Rata-rata orang kaya membeli mobil mewah bekas, menurut penelitian dalam buku "The Millionaire Next Door". Ingat, jika Anda punya uang satu miliar rupiah per tahun dan menghabiskannya, maka Anda miskin.
3. Kelas menengah meniti tangga karier di perusahaan; orang kaya pemilik "tangganya"
Orang yang berada di kelas menengah biasanya bekerja untuk orang lain. Mereka punya karier. Sebaliknya, orang kaya bekerja sendiri. Mereka pemilik tangga karier yang sibuk dinaiki oleh kelas menengah.
Para pemilik bisnis mengerti kalau mereka butuh banyak orang untuk mendapatkan uang. Mereka paham kekuataan dari pendapatan pasif.

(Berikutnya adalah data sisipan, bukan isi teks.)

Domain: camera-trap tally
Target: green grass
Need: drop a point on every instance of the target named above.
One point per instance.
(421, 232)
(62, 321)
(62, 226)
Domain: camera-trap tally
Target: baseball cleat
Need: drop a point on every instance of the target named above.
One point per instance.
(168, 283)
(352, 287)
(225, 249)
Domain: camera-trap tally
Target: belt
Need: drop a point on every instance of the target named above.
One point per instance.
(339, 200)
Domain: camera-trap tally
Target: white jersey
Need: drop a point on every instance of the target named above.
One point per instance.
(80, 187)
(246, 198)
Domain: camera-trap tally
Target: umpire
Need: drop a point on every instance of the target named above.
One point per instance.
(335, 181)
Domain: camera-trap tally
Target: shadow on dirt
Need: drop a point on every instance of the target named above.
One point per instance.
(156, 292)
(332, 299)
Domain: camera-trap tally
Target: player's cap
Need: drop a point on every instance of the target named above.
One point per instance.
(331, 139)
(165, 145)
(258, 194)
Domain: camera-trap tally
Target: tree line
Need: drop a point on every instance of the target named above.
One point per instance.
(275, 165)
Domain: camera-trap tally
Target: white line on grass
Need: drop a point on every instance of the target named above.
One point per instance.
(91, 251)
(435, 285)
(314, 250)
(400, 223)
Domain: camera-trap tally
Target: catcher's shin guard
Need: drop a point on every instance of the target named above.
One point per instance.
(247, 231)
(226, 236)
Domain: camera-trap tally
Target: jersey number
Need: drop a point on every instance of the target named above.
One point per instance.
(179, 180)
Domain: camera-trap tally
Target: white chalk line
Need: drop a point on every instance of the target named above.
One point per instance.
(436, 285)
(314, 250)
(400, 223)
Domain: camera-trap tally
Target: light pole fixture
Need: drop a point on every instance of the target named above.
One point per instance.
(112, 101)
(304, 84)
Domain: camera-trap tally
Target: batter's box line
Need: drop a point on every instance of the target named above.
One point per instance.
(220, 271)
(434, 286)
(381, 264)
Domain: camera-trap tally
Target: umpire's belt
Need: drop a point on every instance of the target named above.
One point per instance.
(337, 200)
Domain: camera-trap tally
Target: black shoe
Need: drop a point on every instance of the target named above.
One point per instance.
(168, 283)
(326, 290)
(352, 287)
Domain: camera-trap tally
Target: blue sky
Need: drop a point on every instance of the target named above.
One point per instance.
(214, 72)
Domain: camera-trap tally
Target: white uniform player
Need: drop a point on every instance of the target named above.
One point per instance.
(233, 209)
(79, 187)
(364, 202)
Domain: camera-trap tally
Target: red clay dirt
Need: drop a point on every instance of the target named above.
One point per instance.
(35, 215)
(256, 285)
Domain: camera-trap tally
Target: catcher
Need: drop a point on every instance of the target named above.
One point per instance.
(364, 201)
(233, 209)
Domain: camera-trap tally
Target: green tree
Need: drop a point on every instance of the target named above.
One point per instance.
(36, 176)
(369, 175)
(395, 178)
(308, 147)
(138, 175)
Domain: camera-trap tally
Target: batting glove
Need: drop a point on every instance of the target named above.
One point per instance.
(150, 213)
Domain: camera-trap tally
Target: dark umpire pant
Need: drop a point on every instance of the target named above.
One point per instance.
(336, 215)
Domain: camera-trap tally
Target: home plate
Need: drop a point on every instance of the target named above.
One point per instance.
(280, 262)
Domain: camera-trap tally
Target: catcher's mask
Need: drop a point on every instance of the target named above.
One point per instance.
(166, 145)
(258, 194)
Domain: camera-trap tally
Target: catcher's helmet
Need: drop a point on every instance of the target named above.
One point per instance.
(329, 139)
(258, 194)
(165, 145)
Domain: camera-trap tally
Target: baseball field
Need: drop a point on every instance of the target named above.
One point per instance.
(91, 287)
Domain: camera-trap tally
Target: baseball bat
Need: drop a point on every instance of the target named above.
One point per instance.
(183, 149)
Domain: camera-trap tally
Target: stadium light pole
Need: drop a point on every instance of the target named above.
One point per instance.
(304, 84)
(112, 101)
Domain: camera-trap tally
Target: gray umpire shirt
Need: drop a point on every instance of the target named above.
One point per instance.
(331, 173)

4. Kelas menengah berteman dengan siapa saja; orang kaya lebih bijak memilih teman
Kalau Anda berada di antara orang sukses, maka kesuksesan akan mengikuti. Hal ini juga terjadi kalau Anda salah bergaul. Pendapatan Anda bakal meningkat jika dikelilingi orang yang berpenghasilan lebih.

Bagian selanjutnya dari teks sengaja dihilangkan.